Excellent performances and slow, superb escalation of tension
Leave The World Behind is an appropriate opening-night world premiere for AFI Fest considering that Esmail is an alumni of the American Film Institute. Netflix will release the nerve-wracking picture in US theatres on November 22 before it comes to the streaming platform on December 8. The recognisable genre elements should help attract viewers, as will a cast that includes Mahershala Ali and Ethan Hawke.
Wanting to get out of town with her professor husband Clay (Hawke) and their two teenage children (Charlie Evans and Farrah Mackenzie), Manhattan advertising executive Amanda (Roberts) impulsively rents a posh vacation house out in Long Island, excited to have a break. But once they arrive, strange occurrences — including an oil tanker inexplicably running ashore while they are on the beach — start to unnerve them, leading to the disturbing arrival of G.H. (Ali) and his daughter Ruth (Myha’la) in the middle of the night. G.H. explains that he is the one who rented Amanda the house, saying they need to crash there as a blackout has paralysed New York City. Clay wants to help them but Amanda is distrustful, convinced that G.H. is hiding something.
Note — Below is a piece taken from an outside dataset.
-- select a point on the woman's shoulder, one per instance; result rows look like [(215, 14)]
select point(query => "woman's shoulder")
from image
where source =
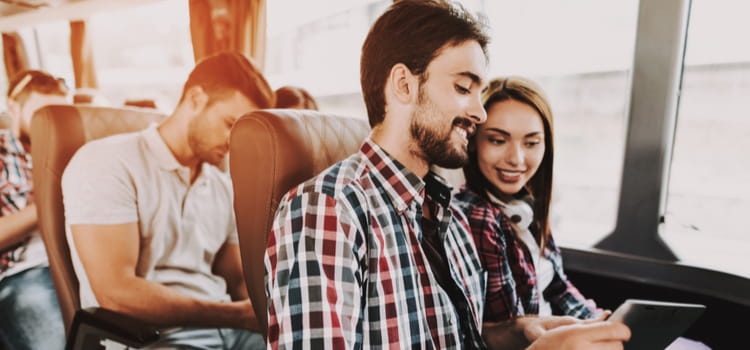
[(470, 201)]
Best known for his Emmy-winning sci-fi series Mr. Robot, Esmail plugs into a similar strain of elegant paranoia for Leave The World Behind, constantly hinting that unseen menace awaits Amanda and her family. Are G.H. and Ruth not who they claim to be? Why do deer keep showing up in the backyard, staring eerily at the house? Why aren’t their television, radio or cell phones picking up a signal? Those questions only lead to more, as Esmail and cinematographer Tod Campbell ratchet up the suspense, sometimes placing the camera above the characters’ heads, pointing straight down, like a pitiless deity watching the protagonists wrestle with their anxiety as it becomes increasingly clear that there is more than a blackout at play.
Cut off from news sources — and unable to get to the nearest town thanks to a sly surprise that is one of the film’s darkest jokes — Amanda and G.H. square off, rarely agreeing on what to do. Roberts impresses as a hard-edged wife and mother who long ago became the assertive one in her marriage. (Hawke is amusingly ineffectual, turning Clay into an amiable but weak beta-male.) G.H. proves to be a worthy adversary — unless, of course, he truly does mean no harm — and Ali constantly makes the character charming and opaque in equal measure, never letting us (or Amanda) know for sure what to think of him.
Often bleakly funny, Esmail’s sharp dialogue ensures that the characters react in intelligent, relatable ways to an increasingly harrowing, uncertain situation. Leave The World Behind does not feature the level of spectacle of a bigger-budgeted apocalyptic thriller, but when the film unveils its stunning revelations about what is actually happening in the world outside the house, it’s grippingly executed.
Myha’la gives the picture’s most cutting performance, playing Ruth as a smart-mouthed twentysomething who is not intimidated by Amanda, constantly delighting in pushing the uptight older woman’s buttons. Whether seductively flirting with Clay or speaking to her father like a peer, Ruth is coldly calculating, and Myha’la conveys the character’s shrewdness while simultaneously suggesting the fear she is trying to keep at bay.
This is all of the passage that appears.